Oakmoss is a kind of lichen, a symbiotic relationship between a fungus and an alga - it has a very distinctive smell, with more than a little of the sea about it. I love it, and make a tincture as a fixative and lovely earthy basenote in my perfumes. It is in a lot of traditional conventional perfumes too, but has been largely done away with by the powers that be, as it can be an irritant for some people. Bonkers european laws - very irritating!
One of the trees has a hole at the base of it, makes me think of fairy folk or Badgers place in Wind in the Willows, but no little door with brass knocker, alas.














I straighten up from my gleanings, look down the slope and there is Peter Rabbit, sitting very still for his portrait. Wish I had a better lens...


Badger Oak is still there, thank goodness - no doubt trees like him are protected, or maybe not - that would be interesting to find out.



Lots of nettles around him, so make a mental note to come back and harvest, while they're still fairly young. The leaves on the oak are just starting to come out, and they look very delicate against it's massive limbs and fantastically fissured bark.





 Further on I find a massive entrance hole to the badger den, but it doesn't look like it's being used, and the earth over the whole sett looks disturbed - more interference?


Time to head back home, through a field that is a mass of Shepherds Purse. It is a timely gift from nature for a friend who is losing too much blood - Shepherds Purse is great for reducing the flow, and tradition says that it is best fresh - I stuff some in my pocket.


Through the kissing gate, and I can see my village in the distance - across the Fossil Field (none to be looked for today with this burgeoning crop) and down through the new copse onto Stoneage Lane.

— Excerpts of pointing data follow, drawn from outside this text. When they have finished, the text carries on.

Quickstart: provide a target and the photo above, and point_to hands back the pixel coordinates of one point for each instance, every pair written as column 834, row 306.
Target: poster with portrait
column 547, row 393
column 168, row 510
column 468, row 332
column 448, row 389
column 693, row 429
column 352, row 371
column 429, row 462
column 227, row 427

 As I emerge from the trees I see a movement, and a butterfly settles onto a dandelion. I focus in and it's a brimstone, the first one I've seen this year - cheers, my dear!

Brimstone Butterfly




The waste land here is growing some very fine comfrey and a big patch of white deadnettle - another useful female herb.

White deadnettle
Comfrey
Red Campion
Through the New Wood (very actively managed this year by the new owners) and into little Scotland, where I found some Red campion and Cuckoo Flower, right on cue as April flowers - and everything being well-supported by the ever-striving-upwards cleavers!

Cuckoo flower











And as for the Orange Tips - every where I went one would appear suddenly from behind me, whizz by me and off -  perpetual motion. No chance for a picture, but the sight was a lovely one.